Ghana: Entrepreneur capitalises on food processing opportunity

A selections of Agromyx's products.

A selections of Agromyx’s products.

One of David Foli Ayivor’s first jobs after his tertiary studies was working as a food and beverage assistant manager at a group of hotels in Accra, Ghana. To solve the challenge of seasonally available fruits and vegetables and reduce food waste, the hotel would blend and freeze produce such as tomatoes for later use. There was, however, one problem: electricity blackouts. This meant food waste was merely delayed, not solved.

This was a common obstacle throughout the 10 years Ayivor worked in the hospitality industry. Yet, where others saw a challenge, he saw an opportunity.

“There came a time when the blackouts were particularly bad and I wondered whether it was possible to develop a system independent of electricity to preserve food and curb food loss,” he remembers.

Ayivor started researching solutions while saving money for the necessary equipment once he was ready to execute his idea. In 2017, he left his job and armed with one dehydrator, commenced production of dehydrated fruit and vegetables under the company name Agromyx. The dehydrated produce, and the powders made from them, extends the shelf life to over a year.

Initially, the company produced black velvet tamarind powder, mango powder and dehydrated tomatoes. Today, it has 11 different products ranging from instant cereals, drink powders and fruit powder products that it sells under its retail brand name, Nourimeal. The fruit powders are used in smoothies, as a sugar substitute in porridge, incorporated in baking, or mixed with water and ice for a juice drink.
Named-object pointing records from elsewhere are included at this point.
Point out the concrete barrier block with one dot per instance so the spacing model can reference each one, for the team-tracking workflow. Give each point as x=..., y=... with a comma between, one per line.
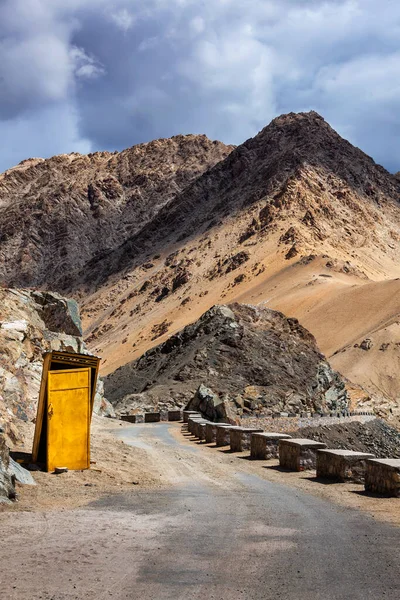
x=382, y=476
x=298, y=454
x=342, y=465
x=196, y=427
x=192, y=421
x=222, y=436
x=174, y=415
x=188, y=413
x=211, y=431
x=239, y=438
x=132, y=418
x=153, y=417
x=264, y=446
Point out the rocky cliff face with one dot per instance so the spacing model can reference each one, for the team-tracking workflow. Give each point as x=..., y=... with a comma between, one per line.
x=296, y=218
x=57, y=214
x=7, y=482
x=32, y=323
x=254, y=358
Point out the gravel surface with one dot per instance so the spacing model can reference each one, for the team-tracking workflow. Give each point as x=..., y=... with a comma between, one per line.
x=223, y=528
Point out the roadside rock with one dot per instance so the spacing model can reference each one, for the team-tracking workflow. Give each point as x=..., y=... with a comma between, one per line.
x=213, y=407
x=32, y=323
x=7, y=480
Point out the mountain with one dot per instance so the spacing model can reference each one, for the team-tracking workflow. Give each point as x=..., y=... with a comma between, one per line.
x=295, y=219
x=252, y=358
x=57, y=214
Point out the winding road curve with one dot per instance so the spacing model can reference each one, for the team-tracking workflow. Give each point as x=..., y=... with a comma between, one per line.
x=215, y=534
Losing clients due to capacity constraints

Leveraging the relationships he had developed in the hospitality industry, Ayivor sent free samples to hotels and restaurants to test and provide feedback. Demand was almost immediate.
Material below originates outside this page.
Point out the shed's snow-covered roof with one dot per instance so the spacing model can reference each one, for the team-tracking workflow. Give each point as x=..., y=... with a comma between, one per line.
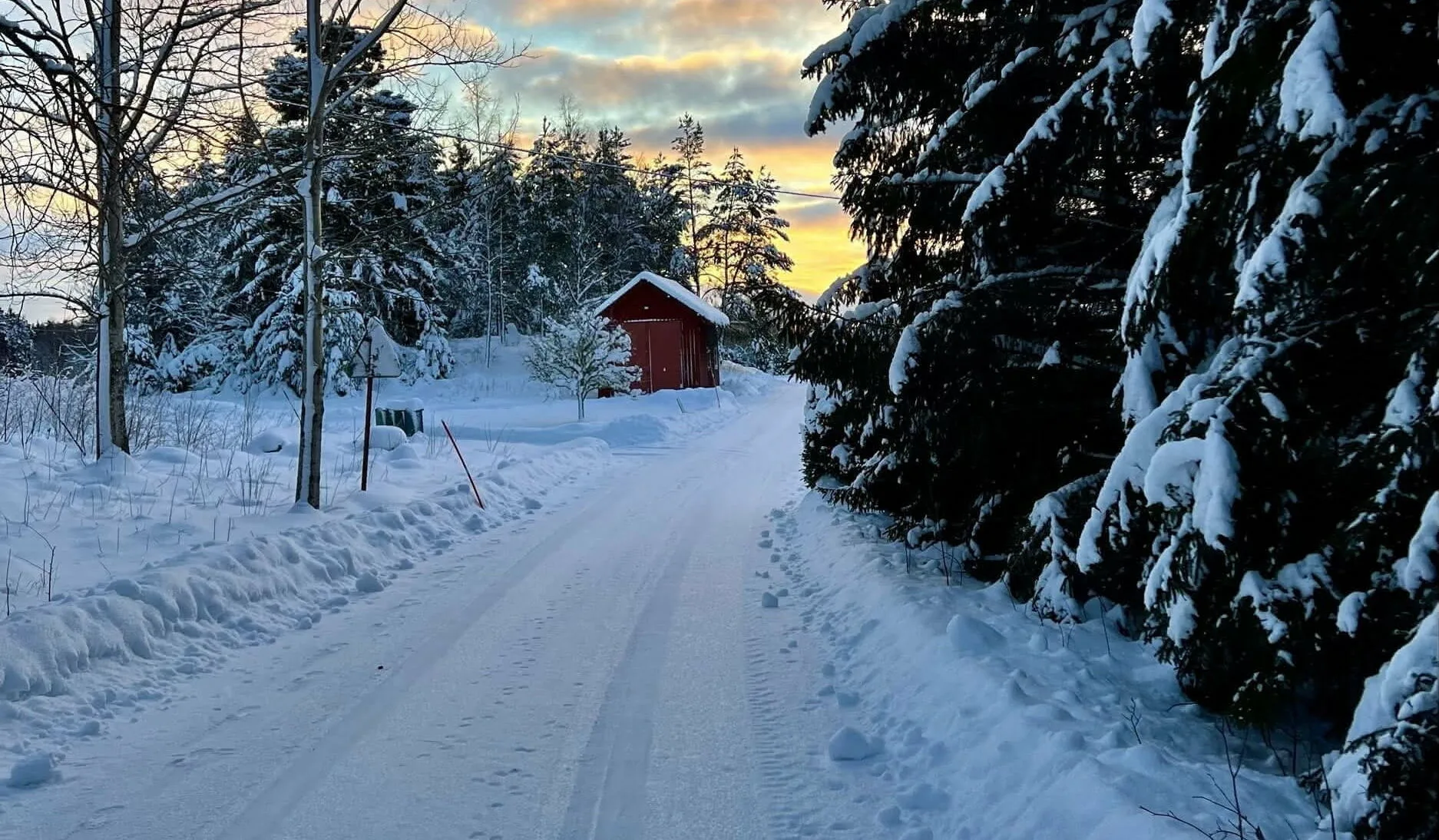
x=675, y=291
Some of Agromyx’s first clients included hotels such as the Mensvic Grand in Accra. The company began to get calls from potential customers through referrals and demand grew steadily. The company could not keep up, hindered by its limited equipment.

“We were not able to supply all the customers who reached out and unfortunately, we lost some clients.”
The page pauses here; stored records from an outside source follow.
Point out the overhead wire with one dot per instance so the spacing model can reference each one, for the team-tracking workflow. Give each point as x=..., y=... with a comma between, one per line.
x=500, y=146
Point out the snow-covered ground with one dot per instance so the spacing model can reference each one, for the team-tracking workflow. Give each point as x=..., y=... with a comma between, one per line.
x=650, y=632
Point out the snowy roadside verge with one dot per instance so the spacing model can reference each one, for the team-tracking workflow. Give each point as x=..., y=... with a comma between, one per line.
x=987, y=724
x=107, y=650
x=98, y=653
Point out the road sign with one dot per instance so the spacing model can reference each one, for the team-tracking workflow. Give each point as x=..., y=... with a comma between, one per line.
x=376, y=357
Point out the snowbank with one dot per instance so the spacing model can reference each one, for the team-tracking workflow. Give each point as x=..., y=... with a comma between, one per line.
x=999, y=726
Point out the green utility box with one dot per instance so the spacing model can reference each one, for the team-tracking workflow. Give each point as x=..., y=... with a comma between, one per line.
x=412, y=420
The company desperately wanted to expand and improve its capacity but up till then, it had been bootstrapping all operations.

“Our biggest challenge was, and remains, finance. When I talk about the business, people often say we’ve achieved so much but they have no idea of the sweat that went into it. It is not a joke. During 2017 and 2018, we had major financial difficulties,” Ayivor recalls. “Customers would call, wanting to order but we just didn’t have the capacity. We were unable to expand as the banks were not prepared to take the risk.”

Necessary change in direction

Ayivor turned to impact investors in the US for funding to grow the company. In 2019, it was selected to be part of an incubator programme run from the US by Fledge and received some investment that gave its operations a boost.

The capital injection helped Agromyx adapt its methods, moving away from dehydration to freeze-drying. “Too many nutrients were lost as a result of the excessive heat during the dehydration process. The minerals were wasted,” Ayivor explains.

In that same year, the first freeze dryer arrived from the US and Agromyx added a second machine in 2020, this time modified according to Ayivor’s specifications to conserve energy. With input from the Fledge mentors, the company changed its retail brand Nurixel to Nourimeal.

Adding products to its portfolio

Finally, Agromyx was ready to provide the products the market was asking for. Then Covid-19 hit and the company’s B2B client base struggled under reduced mobility and restrictions placed on travel and social events.

“We had to rapidly change the B2B model to B2C. We’ve added an online shop on our website and sell our Nourimeal products directly to customers. We have been able to make up for some of our lost income,” he says.

Ayivor believes the company’s products play into the growing lifestyle trend of health and convenience. This is also the reason why Agromyx has added some of the ancient grains found in the region to its product mix. “We realised these ancient grains – fonio, sorghum, millet – could have a larger market. We began to incorporate fruit powders into the cereal which means there is no added sugar and it is preservative-free. You can just add hot water and you have a very nutritious porridge.”

Currently, the raw produce is supplied by 165 smallholder farmers who work through existing cooperatives. If needed, the farmers receive training and agricultural inputs; this expense is offset against purchases after harvest.

The company is working on its international certifications for export but Ayivor believes the local market still has a lot of potential. For now, local and then regional will remain the focus before it sets its sights on Europe and beyond.

Strategy for growth

Agromyx is targeting smaller retail outlets to secure shelf space to diversify its distribution until the hospitality industry recovers.

There are also big B2B opportunities as the products are sought after for cosmetics and confectionery. “The cosmetic industry requires fruit powder for the manufacturing of face powders and the confectionary industry uses it to flavour baked goods, chocolates and sweets.”

While it does not have direct, local competition, Agromyx is competing with international giants in the industry. “Big players like Danone and Nestlé are our competition but we differentiate ourselves in terms of our social impact, keeping the customer in mind,” he says. “We are not scared of this competition.”